Many of the figures in Basque mythology are shrouded in mystery, their true natures lost to the mists of time. Whatever role they played in the original Basque religion, their character became confused and contorted with the advent of Christianity. The black he-goat – the Akerbeltz – is a prime example. While he was originally viewed as good, a sign of fertility and health, he later became associated with Satan himself and became an iconic part of the Black Sabbaths celebrated by witches.

BasokoArima’s rendition of the Akerbeltz.
  • While later black he-goats became associated with Satan and demonology, before that they were benign creatures with healing powers. Often associated with Mari, who could take the form of a black goat, black goats were prized. In many houses, as a way of avoiding disease in their cattle, people would ensure a black he-goat was part of the flock, raised in the stable.
  • This benevolent akerbeltz was also a symbol of fertility and there is some speculation that he was related to the Greek god Pan. It was also believed that, if the right person cut a black he-goat’s beard, they could summon a hail storm.
  • It wasn’t until the 16th and 17th centuries that the old pre-Christian beliefs began to become so strongly associated with evil, the devil, and demons. Pre-Christian beings such as Akerbeltz were directly associated with Satan and were said to be worshipped by witches and warlocks, at Black Sabbaths that, in Basque, are called Akelarreak. The importance of these gatherings is reflected in the fact that more than fifteen different places are named for the Akelarre — literally the he-goat’s pasture — where these celebrations were said to take place. In reality, it is unclear what happened at these gatherings — to the extent they happened at all — but it is certain that Basques were not worshipping the devil.
  • In descriptions of the Akerbeltz from the akelarres or Black Sabbaths that the witches attended (often extracted from testimony under duress or torture), he is said to have the face of a man and sometimes two faces, one in the front and one on his back. He performs a reverse-mass, in mockery of the Catholic mass. These were said to end in an orgy in which human flesh was served.
  • Akerbeltz as one of the deities the pre-Christian Basques worshipped is documented from pre-Roman times. In the Church of Saint-Aventin, in the Occitanie region of France, there is stone taken from a previous building, and inscribed upon it is the phrase Aherbeltse, which most translate to modern Akerbeltz (though some have connected the first element – aher – to the Basque word harri, or stone). This suggests that Akerbeltz is a very old figure in the Basque pantheon.

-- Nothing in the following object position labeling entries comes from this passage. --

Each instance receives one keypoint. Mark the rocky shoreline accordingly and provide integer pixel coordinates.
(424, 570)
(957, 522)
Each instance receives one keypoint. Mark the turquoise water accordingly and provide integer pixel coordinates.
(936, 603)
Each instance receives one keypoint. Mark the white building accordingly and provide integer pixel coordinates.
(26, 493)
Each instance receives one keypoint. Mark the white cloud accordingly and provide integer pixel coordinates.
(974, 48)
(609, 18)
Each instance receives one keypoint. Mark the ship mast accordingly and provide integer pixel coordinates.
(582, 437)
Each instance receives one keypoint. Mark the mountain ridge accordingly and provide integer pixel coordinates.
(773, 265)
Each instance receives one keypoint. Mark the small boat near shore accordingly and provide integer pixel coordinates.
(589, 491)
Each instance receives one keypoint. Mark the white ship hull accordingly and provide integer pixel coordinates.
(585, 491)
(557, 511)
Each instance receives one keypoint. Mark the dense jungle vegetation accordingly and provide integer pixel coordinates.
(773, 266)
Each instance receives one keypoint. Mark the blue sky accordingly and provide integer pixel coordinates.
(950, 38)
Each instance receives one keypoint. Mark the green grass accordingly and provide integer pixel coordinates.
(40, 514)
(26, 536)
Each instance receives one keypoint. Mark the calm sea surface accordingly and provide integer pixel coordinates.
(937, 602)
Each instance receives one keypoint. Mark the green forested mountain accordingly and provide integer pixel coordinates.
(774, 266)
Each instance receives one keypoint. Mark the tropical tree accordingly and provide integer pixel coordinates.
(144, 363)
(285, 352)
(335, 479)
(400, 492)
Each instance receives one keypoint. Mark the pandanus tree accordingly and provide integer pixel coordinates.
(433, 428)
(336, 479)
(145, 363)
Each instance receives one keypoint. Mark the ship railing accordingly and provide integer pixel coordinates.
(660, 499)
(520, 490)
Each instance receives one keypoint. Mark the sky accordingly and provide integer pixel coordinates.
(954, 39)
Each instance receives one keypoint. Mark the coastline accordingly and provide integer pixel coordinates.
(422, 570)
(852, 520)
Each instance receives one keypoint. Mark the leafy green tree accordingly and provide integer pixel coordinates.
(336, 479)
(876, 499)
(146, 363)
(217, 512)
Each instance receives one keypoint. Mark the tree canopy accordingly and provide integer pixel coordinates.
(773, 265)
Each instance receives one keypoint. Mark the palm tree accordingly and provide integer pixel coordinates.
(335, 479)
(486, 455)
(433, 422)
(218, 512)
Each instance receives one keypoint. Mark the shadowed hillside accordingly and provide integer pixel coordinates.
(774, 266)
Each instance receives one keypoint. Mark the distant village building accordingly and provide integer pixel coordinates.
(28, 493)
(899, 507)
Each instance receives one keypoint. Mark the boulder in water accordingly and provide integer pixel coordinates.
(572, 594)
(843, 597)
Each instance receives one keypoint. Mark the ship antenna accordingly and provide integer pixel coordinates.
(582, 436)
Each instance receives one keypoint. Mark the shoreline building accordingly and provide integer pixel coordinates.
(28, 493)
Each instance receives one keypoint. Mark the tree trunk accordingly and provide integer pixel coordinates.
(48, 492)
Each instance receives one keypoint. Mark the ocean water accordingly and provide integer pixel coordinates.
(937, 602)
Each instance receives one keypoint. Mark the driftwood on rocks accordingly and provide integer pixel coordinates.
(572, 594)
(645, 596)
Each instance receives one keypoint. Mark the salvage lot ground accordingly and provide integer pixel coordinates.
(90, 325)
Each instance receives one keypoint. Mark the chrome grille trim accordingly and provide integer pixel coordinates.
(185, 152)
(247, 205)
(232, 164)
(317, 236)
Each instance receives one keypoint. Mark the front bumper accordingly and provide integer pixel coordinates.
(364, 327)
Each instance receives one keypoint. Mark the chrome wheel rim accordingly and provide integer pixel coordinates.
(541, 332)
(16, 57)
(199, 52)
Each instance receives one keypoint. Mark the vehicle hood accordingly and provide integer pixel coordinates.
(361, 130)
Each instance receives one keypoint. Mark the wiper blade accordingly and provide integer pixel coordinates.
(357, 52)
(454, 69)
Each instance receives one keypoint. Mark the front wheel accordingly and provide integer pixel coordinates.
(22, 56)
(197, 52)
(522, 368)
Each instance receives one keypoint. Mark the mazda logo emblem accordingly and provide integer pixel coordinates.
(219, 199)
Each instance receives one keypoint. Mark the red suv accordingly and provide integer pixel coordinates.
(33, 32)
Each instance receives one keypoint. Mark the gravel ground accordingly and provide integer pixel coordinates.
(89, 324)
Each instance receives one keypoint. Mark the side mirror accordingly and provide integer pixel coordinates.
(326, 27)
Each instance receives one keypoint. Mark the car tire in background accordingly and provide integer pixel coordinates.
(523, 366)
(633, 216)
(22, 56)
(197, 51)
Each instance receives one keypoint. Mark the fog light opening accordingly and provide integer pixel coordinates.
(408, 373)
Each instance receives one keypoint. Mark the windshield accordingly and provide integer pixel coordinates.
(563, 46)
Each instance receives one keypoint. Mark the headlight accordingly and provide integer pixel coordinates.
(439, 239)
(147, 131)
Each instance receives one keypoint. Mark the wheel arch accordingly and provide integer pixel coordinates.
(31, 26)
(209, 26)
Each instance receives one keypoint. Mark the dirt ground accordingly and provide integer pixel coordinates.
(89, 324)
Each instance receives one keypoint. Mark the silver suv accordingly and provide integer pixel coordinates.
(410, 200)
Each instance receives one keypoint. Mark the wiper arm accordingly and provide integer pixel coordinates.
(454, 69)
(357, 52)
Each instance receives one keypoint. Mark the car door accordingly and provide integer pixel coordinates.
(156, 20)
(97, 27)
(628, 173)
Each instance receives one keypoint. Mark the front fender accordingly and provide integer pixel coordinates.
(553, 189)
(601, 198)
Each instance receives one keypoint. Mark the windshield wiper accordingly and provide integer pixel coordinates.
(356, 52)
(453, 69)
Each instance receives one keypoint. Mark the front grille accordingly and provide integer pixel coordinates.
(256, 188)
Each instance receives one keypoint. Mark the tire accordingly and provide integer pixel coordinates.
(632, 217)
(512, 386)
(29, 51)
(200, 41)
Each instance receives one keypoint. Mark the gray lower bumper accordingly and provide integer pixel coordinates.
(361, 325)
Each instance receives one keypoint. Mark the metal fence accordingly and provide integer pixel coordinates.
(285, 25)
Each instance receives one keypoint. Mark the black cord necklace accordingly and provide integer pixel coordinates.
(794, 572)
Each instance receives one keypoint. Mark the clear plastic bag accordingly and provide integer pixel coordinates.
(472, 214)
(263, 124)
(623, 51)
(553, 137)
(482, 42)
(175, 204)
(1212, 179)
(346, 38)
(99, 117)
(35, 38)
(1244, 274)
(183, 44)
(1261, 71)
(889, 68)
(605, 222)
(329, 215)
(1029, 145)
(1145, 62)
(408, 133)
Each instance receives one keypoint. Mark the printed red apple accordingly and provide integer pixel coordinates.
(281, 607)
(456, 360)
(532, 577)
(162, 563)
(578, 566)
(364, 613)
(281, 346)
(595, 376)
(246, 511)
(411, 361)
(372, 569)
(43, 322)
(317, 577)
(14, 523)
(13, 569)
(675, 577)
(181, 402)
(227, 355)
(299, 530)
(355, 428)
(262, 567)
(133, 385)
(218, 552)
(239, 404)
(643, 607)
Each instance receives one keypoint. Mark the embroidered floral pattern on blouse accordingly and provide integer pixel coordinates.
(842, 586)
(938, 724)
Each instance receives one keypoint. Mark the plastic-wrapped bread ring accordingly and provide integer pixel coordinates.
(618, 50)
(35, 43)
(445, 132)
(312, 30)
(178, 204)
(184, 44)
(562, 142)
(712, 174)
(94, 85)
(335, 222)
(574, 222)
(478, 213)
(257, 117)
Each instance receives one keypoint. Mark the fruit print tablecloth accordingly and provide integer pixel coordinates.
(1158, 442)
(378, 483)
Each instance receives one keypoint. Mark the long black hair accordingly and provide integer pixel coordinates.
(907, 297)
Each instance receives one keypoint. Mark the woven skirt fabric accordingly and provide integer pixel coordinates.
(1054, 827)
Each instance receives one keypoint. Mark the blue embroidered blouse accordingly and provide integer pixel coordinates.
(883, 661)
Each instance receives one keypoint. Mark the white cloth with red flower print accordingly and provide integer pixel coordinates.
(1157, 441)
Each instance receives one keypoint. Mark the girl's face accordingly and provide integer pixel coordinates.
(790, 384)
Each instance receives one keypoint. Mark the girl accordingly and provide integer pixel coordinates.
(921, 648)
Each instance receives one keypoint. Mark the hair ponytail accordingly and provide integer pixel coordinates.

Primary sources: Akerbeltz, Wikipedia; Barandiaran Ayerbe, José Miguel de [et al.]. Akerbeltz. Enciclopedia Auñamendi, 2021. Available at:

2 thoughts on “Basque Fact of the Week: Akerbeltz”

  1. Great research. Has anyone researched Basque involvement in vietnam? I’m sure many Basque fought and died there. I would be curious to learn where they were interred

    1. Hi Gil, I assume you are referring to the Fighting Basque series, not this post specifically. At this point, the researchers are focused on WWII. I don’t know if they have plans to look at other wars or not.